StarCCMS+ on AWS Parallel Cluster not distributing workload across multiple nodes

dwagoner · October 27, 2020, 23:48

Summary
1. StarCCMS+ jobs submitted will not run on more than one node in a cluster
2. When jobs run on the first compute node (“local node”) they are significantly CPU-throttled. When the same jobs run on other nodes, they consume all available CPU as intended.

Detail
StarCCM+ runs on AWS ParallelCluster in a batch mode. This implementation uses Sun Grid Engine (SGE) on Linux and uses slurm. The implementation is documented here:

https://aws.amazon.com/blogs/compute/running-simcenter-star-ccm-on-aws/

The document is missing some critical details that may take some investigation to determine. These somewhat important undocumented details include:

FSx Lustre file system DNS references are not in the public DNS as is the case for other EC2 resources like ALBs, NLBs, S3 buckets, EC2 instances, etc. Instead, resolution can be done only by the AWS Provided DNS service inside the VPC where the FSx Lustre file system is created. The pcluster utility uses a CloudFormation template and may fail if the DNS resolution cannot be done for the FSx Lustre file system to allow it to be mounted on the master and all compute nodes.
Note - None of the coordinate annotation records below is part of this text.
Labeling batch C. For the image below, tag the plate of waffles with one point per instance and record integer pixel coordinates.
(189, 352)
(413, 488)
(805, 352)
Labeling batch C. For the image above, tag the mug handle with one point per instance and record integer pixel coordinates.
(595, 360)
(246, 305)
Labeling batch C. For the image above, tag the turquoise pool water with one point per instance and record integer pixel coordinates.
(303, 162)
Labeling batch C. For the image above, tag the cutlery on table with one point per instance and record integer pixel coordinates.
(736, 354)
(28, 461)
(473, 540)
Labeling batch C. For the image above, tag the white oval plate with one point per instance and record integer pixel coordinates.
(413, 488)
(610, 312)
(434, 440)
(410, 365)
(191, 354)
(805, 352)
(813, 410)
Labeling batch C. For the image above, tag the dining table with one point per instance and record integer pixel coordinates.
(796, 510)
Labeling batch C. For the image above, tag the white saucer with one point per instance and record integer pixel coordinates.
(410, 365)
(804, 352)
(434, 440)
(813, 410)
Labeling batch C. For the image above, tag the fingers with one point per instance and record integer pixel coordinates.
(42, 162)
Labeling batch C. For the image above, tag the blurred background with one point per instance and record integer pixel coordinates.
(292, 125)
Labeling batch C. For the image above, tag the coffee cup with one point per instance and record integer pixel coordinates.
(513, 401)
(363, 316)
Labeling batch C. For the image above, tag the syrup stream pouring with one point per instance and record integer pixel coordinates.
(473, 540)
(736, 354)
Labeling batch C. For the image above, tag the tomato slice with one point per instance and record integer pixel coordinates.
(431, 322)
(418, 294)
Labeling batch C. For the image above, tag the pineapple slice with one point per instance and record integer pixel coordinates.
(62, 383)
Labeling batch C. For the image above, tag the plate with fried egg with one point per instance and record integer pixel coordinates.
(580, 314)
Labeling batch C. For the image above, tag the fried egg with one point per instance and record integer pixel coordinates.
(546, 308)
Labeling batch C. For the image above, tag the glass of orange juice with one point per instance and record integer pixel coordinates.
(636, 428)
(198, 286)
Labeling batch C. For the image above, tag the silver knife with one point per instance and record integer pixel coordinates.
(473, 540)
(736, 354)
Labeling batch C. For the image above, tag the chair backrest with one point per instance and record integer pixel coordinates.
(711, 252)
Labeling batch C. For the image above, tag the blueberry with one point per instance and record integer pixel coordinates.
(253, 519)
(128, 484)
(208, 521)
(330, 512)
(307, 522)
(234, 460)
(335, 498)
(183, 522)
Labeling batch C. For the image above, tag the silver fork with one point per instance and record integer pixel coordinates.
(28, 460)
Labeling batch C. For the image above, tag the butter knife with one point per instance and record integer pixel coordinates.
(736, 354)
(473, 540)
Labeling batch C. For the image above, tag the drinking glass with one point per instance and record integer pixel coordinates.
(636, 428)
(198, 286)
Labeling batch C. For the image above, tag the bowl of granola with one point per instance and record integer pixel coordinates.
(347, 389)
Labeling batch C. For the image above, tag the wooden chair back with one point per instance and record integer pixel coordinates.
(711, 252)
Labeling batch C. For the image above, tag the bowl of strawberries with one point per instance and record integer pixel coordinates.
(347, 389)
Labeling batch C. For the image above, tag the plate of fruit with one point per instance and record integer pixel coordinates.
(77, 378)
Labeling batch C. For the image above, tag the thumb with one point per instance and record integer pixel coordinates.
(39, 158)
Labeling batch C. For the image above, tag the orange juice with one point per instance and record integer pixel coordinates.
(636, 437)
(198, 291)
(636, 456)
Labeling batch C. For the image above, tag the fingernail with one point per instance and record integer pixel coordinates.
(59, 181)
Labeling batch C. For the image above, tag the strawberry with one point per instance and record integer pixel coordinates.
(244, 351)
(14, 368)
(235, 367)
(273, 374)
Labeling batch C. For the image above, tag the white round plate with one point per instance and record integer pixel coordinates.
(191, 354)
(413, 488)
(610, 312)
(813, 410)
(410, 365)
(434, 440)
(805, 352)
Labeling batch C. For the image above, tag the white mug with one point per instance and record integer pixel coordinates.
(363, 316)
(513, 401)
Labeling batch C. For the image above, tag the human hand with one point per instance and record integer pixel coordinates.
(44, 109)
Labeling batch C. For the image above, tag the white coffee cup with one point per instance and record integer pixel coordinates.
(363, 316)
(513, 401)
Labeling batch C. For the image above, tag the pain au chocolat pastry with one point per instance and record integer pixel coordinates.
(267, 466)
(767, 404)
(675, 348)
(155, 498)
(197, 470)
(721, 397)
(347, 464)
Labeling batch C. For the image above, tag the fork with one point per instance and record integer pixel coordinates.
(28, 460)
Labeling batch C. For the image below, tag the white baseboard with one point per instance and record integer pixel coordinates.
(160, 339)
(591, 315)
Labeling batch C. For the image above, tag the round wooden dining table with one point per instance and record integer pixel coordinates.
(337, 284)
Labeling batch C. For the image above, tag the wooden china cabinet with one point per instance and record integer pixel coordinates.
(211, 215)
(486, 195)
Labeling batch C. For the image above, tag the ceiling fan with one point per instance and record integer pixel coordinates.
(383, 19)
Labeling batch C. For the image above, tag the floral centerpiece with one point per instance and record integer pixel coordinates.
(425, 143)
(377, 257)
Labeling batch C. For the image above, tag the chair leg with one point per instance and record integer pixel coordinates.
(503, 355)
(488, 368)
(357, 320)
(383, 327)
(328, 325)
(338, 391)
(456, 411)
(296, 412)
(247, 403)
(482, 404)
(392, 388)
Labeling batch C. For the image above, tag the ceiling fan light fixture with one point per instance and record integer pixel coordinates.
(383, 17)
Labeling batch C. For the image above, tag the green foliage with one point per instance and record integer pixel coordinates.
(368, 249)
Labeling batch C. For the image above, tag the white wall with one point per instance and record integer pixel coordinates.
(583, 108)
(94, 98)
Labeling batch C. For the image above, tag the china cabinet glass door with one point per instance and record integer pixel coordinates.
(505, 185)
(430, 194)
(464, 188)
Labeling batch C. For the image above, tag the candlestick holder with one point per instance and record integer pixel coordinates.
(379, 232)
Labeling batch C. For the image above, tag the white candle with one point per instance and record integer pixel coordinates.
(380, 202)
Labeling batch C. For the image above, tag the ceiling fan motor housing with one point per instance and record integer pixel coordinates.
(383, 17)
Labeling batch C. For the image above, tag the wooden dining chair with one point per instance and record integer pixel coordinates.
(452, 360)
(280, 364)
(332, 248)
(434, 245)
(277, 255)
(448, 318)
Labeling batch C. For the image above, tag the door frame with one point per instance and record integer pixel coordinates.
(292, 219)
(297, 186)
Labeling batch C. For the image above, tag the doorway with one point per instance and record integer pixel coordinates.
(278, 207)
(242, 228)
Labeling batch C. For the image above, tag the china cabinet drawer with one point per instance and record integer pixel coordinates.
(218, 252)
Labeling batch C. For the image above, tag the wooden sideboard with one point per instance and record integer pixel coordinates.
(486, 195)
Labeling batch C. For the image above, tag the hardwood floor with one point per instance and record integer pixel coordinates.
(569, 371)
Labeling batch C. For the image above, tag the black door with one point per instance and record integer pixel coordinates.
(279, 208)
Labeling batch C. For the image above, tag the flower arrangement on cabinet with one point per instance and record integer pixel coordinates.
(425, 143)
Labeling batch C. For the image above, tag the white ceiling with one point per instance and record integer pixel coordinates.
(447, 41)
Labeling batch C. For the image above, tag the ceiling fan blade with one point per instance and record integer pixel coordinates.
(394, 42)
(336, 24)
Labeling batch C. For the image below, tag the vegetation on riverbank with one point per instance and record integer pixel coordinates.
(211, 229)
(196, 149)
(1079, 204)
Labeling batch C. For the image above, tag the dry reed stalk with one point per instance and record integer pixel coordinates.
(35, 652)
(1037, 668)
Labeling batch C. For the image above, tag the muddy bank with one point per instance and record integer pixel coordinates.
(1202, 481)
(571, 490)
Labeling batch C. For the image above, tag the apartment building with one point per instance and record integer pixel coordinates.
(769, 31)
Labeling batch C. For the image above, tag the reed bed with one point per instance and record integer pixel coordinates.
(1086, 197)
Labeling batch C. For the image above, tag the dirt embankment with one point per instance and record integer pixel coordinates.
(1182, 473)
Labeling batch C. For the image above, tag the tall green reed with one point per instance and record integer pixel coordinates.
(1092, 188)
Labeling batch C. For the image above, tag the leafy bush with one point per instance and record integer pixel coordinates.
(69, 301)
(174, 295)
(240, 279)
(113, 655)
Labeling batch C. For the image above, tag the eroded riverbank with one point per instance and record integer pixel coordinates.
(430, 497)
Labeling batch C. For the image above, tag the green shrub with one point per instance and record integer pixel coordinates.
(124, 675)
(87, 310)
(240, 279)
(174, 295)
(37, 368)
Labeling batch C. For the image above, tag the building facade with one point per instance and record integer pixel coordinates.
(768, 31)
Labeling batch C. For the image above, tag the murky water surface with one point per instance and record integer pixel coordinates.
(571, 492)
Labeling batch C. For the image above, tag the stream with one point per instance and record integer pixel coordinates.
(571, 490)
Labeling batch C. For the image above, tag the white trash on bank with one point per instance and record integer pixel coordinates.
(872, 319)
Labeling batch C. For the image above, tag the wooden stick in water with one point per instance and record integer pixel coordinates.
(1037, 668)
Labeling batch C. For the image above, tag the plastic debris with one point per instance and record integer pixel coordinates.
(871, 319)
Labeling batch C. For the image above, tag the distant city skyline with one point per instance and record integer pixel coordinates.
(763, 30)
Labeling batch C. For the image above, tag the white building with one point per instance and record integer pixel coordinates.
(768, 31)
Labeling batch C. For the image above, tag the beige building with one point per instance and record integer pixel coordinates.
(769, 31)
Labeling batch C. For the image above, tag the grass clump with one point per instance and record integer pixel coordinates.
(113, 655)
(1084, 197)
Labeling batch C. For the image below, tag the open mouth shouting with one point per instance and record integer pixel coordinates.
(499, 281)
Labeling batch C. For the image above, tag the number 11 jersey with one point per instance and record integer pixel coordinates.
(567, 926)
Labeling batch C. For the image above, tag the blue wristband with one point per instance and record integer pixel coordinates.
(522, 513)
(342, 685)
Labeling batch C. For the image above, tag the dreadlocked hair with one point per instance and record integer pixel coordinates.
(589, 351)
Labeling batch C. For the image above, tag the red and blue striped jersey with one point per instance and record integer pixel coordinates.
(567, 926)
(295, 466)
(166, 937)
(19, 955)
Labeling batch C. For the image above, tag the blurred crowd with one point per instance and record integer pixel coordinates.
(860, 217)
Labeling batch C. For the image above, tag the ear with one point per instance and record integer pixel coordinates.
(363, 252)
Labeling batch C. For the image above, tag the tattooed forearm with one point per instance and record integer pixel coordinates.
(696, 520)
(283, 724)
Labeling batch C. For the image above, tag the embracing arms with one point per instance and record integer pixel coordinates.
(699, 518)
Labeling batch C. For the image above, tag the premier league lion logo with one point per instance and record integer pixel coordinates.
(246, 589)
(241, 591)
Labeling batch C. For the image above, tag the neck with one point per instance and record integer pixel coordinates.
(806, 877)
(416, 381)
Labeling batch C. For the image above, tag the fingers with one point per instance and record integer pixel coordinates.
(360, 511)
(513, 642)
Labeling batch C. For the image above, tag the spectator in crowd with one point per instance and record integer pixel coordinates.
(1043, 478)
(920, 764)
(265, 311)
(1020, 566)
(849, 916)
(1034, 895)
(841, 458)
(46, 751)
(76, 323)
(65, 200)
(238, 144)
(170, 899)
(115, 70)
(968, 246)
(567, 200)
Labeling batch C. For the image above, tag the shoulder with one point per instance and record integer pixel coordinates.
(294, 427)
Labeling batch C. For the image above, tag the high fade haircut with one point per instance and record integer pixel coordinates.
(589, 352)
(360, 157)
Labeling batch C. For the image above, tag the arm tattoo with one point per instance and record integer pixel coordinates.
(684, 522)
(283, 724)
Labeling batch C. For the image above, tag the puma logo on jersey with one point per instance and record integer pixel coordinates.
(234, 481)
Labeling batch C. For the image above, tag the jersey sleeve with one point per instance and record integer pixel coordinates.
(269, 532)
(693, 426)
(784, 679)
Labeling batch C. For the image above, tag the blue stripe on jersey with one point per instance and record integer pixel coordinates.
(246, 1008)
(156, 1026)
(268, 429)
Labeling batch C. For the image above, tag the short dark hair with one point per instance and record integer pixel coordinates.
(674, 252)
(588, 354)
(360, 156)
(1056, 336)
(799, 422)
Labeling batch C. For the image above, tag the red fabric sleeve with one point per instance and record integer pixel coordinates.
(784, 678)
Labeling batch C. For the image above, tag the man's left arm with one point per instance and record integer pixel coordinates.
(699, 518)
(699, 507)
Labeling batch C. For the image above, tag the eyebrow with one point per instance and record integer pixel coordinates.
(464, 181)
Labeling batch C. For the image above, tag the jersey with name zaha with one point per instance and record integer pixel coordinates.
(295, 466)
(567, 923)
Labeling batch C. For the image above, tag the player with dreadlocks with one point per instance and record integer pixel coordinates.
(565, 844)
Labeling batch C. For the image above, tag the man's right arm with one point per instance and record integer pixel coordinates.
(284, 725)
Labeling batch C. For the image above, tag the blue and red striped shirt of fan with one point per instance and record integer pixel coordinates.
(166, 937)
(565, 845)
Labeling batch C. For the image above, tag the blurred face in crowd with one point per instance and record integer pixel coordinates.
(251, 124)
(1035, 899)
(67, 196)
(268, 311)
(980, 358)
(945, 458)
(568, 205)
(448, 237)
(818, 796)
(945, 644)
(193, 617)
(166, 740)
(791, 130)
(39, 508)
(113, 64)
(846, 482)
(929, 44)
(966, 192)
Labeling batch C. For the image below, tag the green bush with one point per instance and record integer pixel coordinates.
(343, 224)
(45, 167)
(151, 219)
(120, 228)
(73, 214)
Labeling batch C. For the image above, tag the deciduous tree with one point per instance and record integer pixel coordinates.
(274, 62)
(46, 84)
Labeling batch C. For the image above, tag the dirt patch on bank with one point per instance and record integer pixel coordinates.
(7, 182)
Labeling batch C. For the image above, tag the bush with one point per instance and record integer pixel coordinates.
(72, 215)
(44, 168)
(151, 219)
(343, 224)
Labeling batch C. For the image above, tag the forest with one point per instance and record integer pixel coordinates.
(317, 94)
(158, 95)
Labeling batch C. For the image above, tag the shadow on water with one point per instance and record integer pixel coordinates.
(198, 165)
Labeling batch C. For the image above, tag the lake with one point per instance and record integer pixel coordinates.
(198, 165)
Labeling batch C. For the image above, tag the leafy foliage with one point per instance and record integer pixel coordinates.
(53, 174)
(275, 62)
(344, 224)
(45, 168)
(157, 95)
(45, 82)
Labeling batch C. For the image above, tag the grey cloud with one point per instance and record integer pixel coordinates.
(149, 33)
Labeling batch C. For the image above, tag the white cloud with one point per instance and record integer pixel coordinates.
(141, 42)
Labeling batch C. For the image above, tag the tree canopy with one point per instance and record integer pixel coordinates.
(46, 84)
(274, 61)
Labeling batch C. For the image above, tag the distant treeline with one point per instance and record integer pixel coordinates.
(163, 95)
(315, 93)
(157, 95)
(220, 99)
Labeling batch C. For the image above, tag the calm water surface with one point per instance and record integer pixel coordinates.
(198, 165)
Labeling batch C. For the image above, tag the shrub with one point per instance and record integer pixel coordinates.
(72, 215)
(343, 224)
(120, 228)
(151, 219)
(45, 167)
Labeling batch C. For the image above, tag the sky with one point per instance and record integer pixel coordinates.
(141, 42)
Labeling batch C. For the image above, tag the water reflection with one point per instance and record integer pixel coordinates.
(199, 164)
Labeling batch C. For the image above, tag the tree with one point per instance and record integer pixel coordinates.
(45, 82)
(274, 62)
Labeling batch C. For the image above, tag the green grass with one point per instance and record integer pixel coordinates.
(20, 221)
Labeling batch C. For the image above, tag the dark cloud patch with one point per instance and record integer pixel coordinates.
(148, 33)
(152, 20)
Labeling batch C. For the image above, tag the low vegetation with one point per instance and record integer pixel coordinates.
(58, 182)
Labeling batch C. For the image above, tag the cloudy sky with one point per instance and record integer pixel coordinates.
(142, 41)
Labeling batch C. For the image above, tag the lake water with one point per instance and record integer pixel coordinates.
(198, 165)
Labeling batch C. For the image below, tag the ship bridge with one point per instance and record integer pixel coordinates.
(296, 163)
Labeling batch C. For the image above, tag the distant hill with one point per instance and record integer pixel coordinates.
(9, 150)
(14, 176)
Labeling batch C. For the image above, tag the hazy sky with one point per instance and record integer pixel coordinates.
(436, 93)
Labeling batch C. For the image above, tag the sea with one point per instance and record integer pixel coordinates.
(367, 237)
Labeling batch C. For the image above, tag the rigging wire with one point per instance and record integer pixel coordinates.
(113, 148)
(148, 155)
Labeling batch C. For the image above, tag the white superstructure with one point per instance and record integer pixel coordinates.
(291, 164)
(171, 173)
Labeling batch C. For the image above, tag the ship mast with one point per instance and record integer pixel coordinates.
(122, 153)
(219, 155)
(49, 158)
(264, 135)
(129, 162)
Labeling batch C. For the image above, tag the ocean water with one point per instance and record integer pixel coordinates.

This resolution is done at the IP address of x.x.x.2/32, where x.x.x is the lowest set of octets in the VPC CIDR block. The critical piece is that this IP address should be in the DHCP default options for the VPC in which the cluster is being created. While the FSx Lustre DNS reference can be done manually, specifying x.x.x.2 as the DNS server, but this manual step cannot be done in the middle of the Cloudformation template being used to build the cluster.
The master and compute nodes may not consistently mount the FSx Lustre partition, even if the IP address translation is done correctly. The lustre modules do not always get loaded, and this approach seems to load the modules so that the FSx partition can be mounted:

apt update
apt-get install -y lustre-client-modules-$(uname -r)
The master should have local entries for the compute nodes in /etc/hosts. Login to each of the compute nodes and copy the relevant line from /etc/fstab and copy it into the master. You may need to update the security group of the compute node to allow access to port 22 from the rest of your environment. You may need to add ssh keys directly onto the compute nodes as well for the default non-root user (e.g. “ubuntu”, “centos”, or “ec2-user”).
The first compute node attempts to launch “remote” jobs on other compute nodes, so the entries that were just put into the /etc/fstab of the master should be copied to the compute nodes for consistency. Out of sheer paranoia, do an “ssh compute-node-name uptime” from the first compute node to the others to ensure that the entries are correct and that the host key has been accepted and that the ssh keys are present. This ssh attempt should be done as the default non-root user, not as root.
Update the kernel parameter for ptrace; the default is “1” and it needs to be “0”. This is set in /etc/sysctl.d/10-ptrace.conf and rebooting; however, doing an init 6 on individual nodes causes pcluster to replace them, not just reboot them. Use pcluster stop cluster-name and start it again, or set the value dynamically with:

sysctl -w kernel.yama.ptrace_scope=0

Without this, there are likely to be various complaints about *btl_vader_single_copy_mechanism emitted. (Thanks to Dennis.Kingsley@us.fincantieri.com for this valuable tidbit).
DNS may not consistently be resolved for the FSx Lustre partition after the first system boot. It may be prudent to replace the DNS name in /etc/fstab with the IP address translation after the cluster has been created.
When using a machine file (specified after the “—machinefile” option), do not use the FQDN - what is there must match the result of “/bin/hostname” when run on the compute nodes.
Be sure to include the parameter “-mpi openmpi”. Without this, you are likely obtain error messages like those below and the suggestion of updating /etc/security/limits.conf has nothing to do with the real problem:

starccm+: compute-st-c5n18xlarge-1:[pid-18967] Rank 0:38: MPI_Init: ibv_create_qp(left ring) failed
starccm+: compute-st-c5n18xlarge-1:[pid-18967] Rank 0:38: MPI_Init: probably you need to increase pinnable memory in /etc/security/limits.conf
starccm+: compute-st-c5n18xlarge-1:[pid-18967] Rank 0:38: MPI_Init: ibv_ring_createqp() failed
starccm+: compute-st-c5n18xlarge-1:[pid-18967] Rank 0:38: MPI_Init: Can't initialize RDMA device
starccm+: compute-st-c5n18xlarge-1:[pid-18967] Rank 0:38: MPI_Init: Internal Error: Cannot initialize RDMA protocol

Disclaimer on my background: I am not a user of StarCCM, just an IT guy trying to help our mechanical engineers by setting this up. I have a large sample job (a .sim file) that I use for testing.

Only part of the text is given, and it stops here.